Will consumers adopt eWallets? The short answer is “yes” — eWallets are backed by the largest players in the industry verticals associated with their development and adoption. For example, VeriFone owns 60-65 percent of the U.S. point-of-sale terminal market.
Citing “merchant resistance” to near field communication technology, VeriFone CEO Douglas Bergeron hinted in February that NFC would be standard issue on every new POS terminal the company produces. This action alone would ensure that there were enough NFC-enabled terminals — somewhere in the 25-30 percent range — to bring eWallets into the mainstream.
Next, mobile experiences for product discovery will evolve to suit their unique interfaces — think collages over catalogs. A desktop equivalent that comes to mind can be found at Converse. While still a Web experience, the site utilizes a color wheel to playfully filter content without a keyboard.
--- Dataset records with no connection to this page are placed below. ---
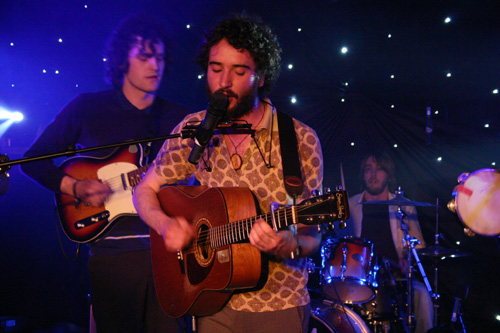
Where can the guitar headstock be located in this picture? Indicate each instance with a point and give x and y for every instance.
(326, 208)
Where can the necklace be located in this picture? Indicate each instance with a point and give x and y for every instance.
(235, 158)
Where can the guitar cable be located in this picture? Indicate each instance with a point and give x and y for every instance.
(59, 238)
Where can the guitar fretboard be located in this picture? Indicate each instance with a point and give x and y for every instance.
(135, 176)
(240, 230)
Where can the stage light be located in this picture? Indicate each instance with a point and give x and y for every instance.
(14, 116)
(8, 117)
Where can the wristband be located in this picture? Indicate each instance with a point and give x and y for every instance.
(74, 189)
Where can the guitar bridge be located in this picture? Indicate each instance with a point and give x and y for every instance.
(92, 220)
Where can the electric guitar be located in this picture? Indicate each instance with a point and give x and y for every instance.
(199, 280)
(82, 223)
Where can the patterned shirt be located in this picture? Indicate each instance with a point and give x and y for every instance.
(286, 286)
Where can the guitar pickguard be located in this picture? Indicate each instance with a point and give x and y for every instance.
(120, 201)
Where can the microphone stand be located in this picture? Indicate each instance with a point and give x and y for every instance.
(188, 131)
(410, 243)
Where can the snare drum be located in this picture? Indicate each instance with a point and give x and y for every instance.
(347, 270)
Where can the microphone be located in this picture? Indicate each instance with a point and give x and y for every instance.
(461, 291)
(215, 110)
(428, 126)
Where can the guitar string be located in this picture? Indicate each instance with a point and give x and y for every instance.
(234, 226)
(116, 182)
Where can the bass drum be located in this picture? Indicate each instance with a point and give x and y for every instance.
(327, 316)
(476, 201)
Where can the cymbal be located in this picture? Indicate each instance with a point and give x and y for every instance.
(440, 251)
(398, 201)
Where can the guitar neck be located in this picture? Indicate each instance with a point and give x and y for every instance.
(135, 176)
(240, 230)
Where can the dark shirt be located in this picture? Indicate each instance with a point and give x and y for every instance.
(94, 119)
(377, 228)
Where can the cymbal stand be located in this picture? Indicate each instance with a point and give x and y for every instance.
(410, 243)
(435, 299)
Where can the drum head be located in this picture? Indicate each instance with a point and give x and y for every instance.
(334, 317)
(477, 199)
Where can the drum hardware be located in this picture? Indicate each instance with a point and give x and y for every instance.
(398, 200)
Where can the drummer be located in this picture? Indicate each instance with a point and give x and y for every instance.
(380, 224)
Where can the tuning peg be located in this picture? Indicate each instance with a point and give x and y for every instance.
(452, 206)
(469, 232)
(462, 177)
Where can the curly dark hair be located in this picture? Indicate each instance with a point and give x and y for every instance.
(246, 33)
(386, 163)
(124, 37)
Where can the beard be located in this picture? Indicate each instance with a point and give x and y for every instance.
(245, 102)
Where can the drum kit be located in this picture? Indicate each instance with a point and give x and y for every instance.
(355, 297)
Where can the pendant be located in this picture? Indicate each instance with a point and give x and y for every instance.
(236, 161)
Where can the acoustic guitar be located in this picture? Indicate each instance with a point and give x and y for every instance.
(199, 280)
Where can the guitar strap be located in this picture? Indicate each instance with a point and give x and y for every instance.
(152, 129)
(292, 175)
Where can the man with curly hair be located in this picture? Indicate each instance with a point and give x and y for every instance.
(241, 59)
(123, 294)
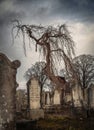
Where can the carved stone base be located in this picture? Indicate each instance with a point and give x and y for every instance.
(36, 114)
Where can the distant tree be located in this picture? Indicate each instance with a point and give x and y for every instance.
(84, 68)
(37, 70)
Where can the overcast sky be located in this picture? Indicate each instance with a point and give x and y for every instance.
(77, 14)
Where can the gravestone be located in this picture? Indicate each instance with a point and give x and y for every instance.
(34, 94)
(57, 97)
(34, 99)
(8, 87)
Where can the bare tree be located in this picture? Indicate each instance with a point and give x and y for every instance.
(84, 68)
(55, 43)
(37, 70)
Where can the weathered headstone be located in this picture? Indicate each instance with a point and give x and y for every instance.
(8, 86)
(57, 97)
(34, 99)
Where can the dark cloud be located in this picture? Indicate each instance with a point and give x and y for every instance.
(77, 9)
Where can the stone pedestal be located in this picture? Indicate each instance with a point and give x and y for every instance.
(36, 114)
(8, 87)
(57, 96)
(34, 99)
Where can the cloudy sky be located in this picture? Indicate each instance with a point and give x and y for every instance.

A mobile experience that favors this approach can be found in the iPad application HBO GO. HBO GO leverages the touch nature of the phone to slide video and image representations of available movies and series into view. Not surprisingly, both examples heavily leverage imagery over text.
Once these two eventualities play out, mobile devices will become first-tier digital channels in their own right — and the conversion rates and revenue associated with those channels will follow.
Until then, retailers’ current limitation is the mobile metaphor of e-commerce. But like the brochure and mail order catalog metaphors that preceded this one, it too will fade with time.